Conclusions from the DEePRED project – distributional impacts of flexible electricity tariffs

Dr Timur Yunusov, School of Built Environment, University of Reading
Prof Jacopo Torriti, School of Built Environment, University of Reading

Whilst flexible electricity tariffs, such as Time-of-Use (ToU) and real-time, play an important role in motivating the shift of electricity demand away from the peak period and progressing towards Net Zero, their widespread implementation for residential customers may have an adverse effect on some groups of consumers. The objective of research work within the DEePRED (Distributional Effects of dynamic Pricing for Response Electricity Demand) project is to evaluate the distributional impact of flexible tariffs and identify groups of consumers who might be advantaged or disadvantaged based on by their socio-demographic parameters.

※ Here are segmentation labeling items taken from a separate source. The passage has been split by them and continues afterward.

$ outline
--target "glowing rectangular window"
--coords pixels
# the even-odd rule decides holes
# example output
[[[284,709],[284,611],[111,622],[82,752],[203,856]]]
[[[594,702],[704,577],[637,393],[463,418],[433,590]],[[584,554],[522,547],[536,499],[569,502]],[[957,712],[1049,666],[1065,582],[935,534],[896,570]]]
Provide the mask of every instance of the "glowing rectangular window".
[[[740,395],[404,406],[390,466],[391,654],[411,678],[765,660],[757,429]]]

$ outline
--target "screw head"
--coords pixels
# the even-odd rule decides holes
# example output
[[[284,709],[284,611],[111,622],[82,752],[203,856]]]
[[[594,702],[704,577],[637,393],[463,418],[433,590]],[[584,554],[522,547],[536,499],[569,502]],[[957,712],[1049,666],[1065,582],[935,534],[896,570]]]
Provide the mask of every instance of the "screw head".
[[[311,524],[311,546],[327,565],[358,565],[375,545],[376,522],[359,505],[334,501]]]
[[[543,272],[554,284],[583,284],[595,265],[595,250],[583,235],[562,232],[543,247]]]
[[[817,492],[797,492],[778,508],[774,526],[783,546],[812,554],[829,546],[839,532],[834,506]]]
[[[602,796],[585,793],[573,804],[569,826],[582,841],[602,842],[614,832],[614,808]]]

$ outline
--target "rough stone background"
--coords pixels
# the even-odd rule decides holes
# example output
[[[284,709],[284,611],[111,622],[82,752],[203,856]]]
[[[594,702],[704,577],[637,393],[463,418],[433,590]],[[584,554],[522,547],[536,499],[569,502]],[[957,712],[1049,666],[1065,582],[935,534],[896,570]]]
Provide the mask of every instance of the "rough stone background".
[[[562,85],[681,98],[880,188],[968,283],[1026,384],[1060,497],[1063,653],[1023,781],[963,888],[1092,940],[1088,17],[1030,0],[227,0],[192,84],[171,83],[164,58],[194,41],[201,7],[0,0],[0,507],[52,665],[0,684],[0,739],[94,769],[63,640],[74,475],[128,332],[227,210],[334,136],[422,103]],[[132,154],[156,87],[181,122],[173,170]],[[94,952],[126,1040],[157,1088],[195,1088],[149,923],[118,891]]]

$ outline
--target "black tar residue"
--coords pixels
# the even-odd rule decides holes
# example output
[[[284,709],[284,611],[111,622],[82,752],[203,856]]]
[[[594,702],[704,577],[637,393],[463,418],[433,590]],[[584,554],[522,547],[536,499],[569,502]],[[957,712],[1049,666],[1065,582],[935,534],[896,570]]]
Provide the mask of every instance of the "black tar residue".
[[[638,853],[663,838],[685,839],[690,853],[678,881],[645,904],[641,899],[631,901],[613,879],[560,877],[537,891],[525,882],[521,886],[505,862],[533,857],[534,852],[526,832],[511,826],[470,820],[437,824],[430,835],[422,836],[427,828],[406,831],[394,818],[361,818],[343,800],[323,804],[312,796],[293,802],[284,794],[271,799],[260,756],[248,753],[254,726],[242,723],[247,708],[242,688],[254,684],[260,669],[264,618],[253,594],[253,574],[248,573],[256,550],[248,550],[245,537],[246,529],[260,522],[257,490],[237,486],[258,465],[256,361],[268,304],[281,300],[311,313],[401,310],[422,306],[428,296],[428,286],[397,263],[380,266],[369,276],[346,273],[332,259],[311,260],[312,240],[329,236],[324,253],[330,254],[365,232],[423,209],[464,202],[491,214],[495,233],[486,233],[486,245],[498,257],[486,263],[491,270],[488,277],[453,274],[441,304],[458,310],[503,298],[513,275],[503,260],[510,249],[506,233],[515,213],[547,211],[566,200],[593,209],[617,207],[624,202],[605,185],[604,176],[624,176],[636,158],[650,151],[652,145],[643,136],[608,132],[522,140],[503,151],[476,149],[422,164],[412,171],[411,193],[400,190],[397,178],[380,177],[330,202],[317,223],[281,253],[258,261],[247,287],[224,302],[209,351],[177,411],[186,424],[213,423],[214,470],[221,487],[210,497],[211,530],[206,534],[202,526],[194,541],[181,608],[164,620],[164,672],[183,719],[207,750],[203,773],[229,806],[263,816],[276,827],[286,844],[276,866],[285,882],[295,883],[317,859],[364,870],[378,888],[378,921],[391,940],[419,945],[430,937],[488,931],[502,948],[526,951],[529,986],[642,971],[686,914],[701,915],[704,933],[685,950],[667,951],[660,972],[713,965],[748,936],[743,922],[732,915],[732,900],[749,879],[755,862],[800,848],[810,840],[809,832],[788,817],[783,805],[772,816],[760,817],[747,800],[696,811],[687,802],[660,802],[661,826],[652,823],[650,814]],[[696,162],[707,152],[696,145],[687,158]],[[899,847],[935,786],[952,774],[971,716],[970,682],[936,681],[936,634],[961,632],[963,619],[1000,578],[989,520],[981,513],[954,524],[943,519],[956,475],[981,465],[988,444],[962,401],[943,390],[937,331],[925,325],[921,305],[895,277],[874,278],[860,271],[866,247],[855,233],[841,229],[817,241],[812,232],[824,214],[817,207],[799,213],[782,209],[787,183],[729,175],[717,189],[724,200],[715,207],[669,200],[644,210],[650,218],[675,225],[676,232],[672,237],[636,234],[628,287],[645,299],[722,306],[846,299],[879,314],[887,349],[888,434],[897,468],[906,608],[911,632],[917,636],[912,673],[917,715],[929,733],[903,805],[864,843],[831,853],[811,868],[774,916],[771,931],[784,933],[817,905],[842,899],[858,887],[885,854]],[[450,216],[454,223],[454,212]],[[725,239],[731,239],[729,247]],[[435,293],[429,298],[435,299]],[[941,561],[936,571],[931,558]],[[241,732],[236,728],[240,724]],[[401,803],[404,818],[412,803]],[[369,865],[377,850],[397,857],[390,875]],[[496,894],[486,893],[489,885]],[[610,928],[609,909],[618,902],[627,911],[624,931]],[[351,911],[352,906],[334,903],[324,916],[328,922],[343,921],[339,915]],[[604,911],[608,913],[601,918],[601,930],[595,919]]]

In the GB, the electricity distribution networks and electricity generation plants are traditionally designed to cater for peak demand, which diminishes the utilization and hence cost-effectiveness of the energy system. In addition to increasing the need to reinforce networks, growing peak demand also contributes to rising prices and CO2 emissions associated with the operation of peaking generation plants. Decarbonisation of infrastructures and residential sector, including the uptake of electric vehicles and heat pumps, is likely to increase the system peak demand in the long-term under all Future Energy Scenarios developed by NG ESO (National Grid 2019). The introduction of price-based incentives, like flexible tariffs, can be used to motivate the shift away from peak electricity demand. However, the distributional impacts of these tariffs have not been analysed in detail.

The majority of previous studies on flexible tariffs focus on the extent to which tariffs – especially ToU – cause changes in electricity consumption, including temporary reductions in electricity demand during peak periods and absolute net conservation effects. More recently, the distributional effects of these tariffs on different types of residential consumers have been analysed as it was recognised that changes in tariffs may create advantages to some socio-demographic groups, but also disadvantages to others (Hledik et al., 2017, CEPA 2017, Frontier Economics. (2012)).

The DEePRED methodology, presented here, compares bottom-up (clustering by activites) and top-down (grouping by socio-demographic information) approaches to determine mechanisms that best describe the groups of consumers classed as advantage and disadvantaged from flexible tariffs. Distributional impacts are analysed on the UK Time Use Survey data and the available residential demand profiles from previous innovation projects carried out by the DNOs in GB. Figure 1 shows the impact of applying real-time price tariff on demand profiles from Low Carbon London project.

Figures 2 and 3 demonstrate the difference in the spread of household activities at peak time and non-peak time for households split by income group and clustered by intensity and timing of energy related activities during peak time. Our study compares the distribution of energy intensive activities across different income groups and household compositions. It shows that the presence of children in low income groups is linked to higher peak-time energy use and hence these are more likely to be disadvantaged from the introduction flexible tariffs.

Further detailed results and discussion will be presented in the full paper.



Cambridge Economic Policy Associates (CEPA). (2017) “Distributional Impact of Time of Use Tariffs – Final Report.”

Frontier Economics. (2012) “Domestic and SME Tariff Development for the Customer – Led Network Revolution.

Hledik, R., Gorman, W., Irwin, N., Fell, M., Nicolson, M. & Huebner, G. (2017), The Value of TOU Tariffs in Great Britain : Insights for Decisionmakers, Technical Report.

National Grid ESO, Future Energy scenarios, July 2019.